As for the other Axes of DSM their usefulness is even more suspect. There is no real justification to give personality disorders a separate axis. It saw the light of the day to create niche for a few chosen psychiatric researchers who were big in the field in the late Seventies. But they are now gone, or have turned quite old, and the Axis’s usefulness has now fallen to just denigrating difficult and irritating patients as borderline or histrionic or sociopath, with other personality disorders almost never getting mentioned. Furthermore real clinicians don’t approach patients’ personality disorders with one set of therapeutic method and his other psychiatric problems with another. The third axis is a joke as well. Psychiatrists add one or two of them as an afterthought, without doing any physical examination. They are, in the real world, to use the vernacular, half-ass impressions about patient’s physical illnesses. The imprecision with which these diagnoses are arrived at without any clue as to how many of them should be mentioned behooves that such an approach towards physical illnesses should be abandoned by psychiatrists. Just like an orthopedician feels no compulsion to put the patient’s cardiac or dermatological illnesses on a separate axis, though he would not operate on a patient in an advanced Congestive Cardiac failure or on a psoriatic joint, I see no need for a special axis for physical illnesses for psychiatrists. If a physical illness requires major psychiatric intervention it can be as easily listed as another diagnosis alongside others ones which are outright psychiatric. The fourth and fifth axes are quantitative measures to assess the strength of the stressors and the gravity of patient’s illness respectively. But in practice they have become a cat and mouse game between psychiatrists and third party payers for only a fool will not give his patient very high scores in the beginning and then show gradual improvement to keep getting more sessions authorized. It may be worthwhile mentioning here that it is not just playing games with the last two Axes, but the entire psychiatric documentation has become a rote game. One is expected to do two, or at most three, pages long initial evaluation and then two or three line perfunctory mental status statements on subsequent visits, all done mechanically with the sole purpose of protecting oneself from potential lawsuit and giving justification to write prescriptions.
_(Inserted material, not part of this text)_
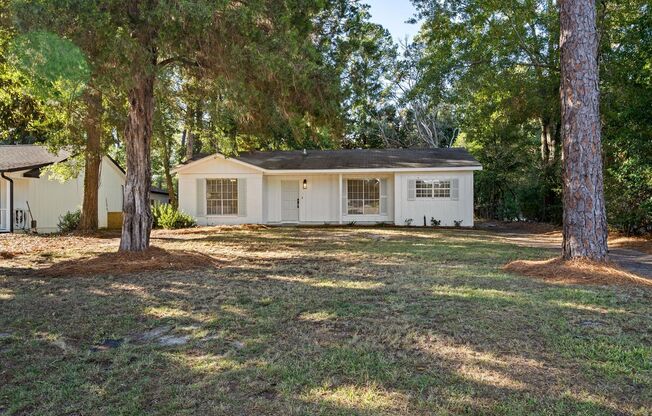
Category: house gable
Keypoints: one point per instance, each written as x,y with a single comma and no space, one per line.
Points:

The multi-axial system makes the profession look very good and one has to concede that if it does not dazzle the outsiders it at least baffles them to wonder if our field is not more complex than any rocket science. However, the truth is that the multiaxial fanfare is a weird imposition upon the practitioners with no practical benefits.

It is time we move away from considering making correct categorical diagnoses using the DSM system as a very important aspect of psychiatry and the first step in this direction would be the doing away for good the last four axes. It will be the first blow on our pretensions that by writing those pompous multi-axial diagnoses we have written something very useful about the patient.

Reference:

1. Kupher D. Read-World field trials: Next step in DSM-5 process. Psychiatry News. Oct. 1 2010, 45: 19, 2.

2. Matarazzo, JD: Prescribed behavior therapy: Suggestions from interview research. In A.J. Bachrach,ed., Experimental Foundations of Clinical Psychology. New York :Basic Books. 1962: 471-509.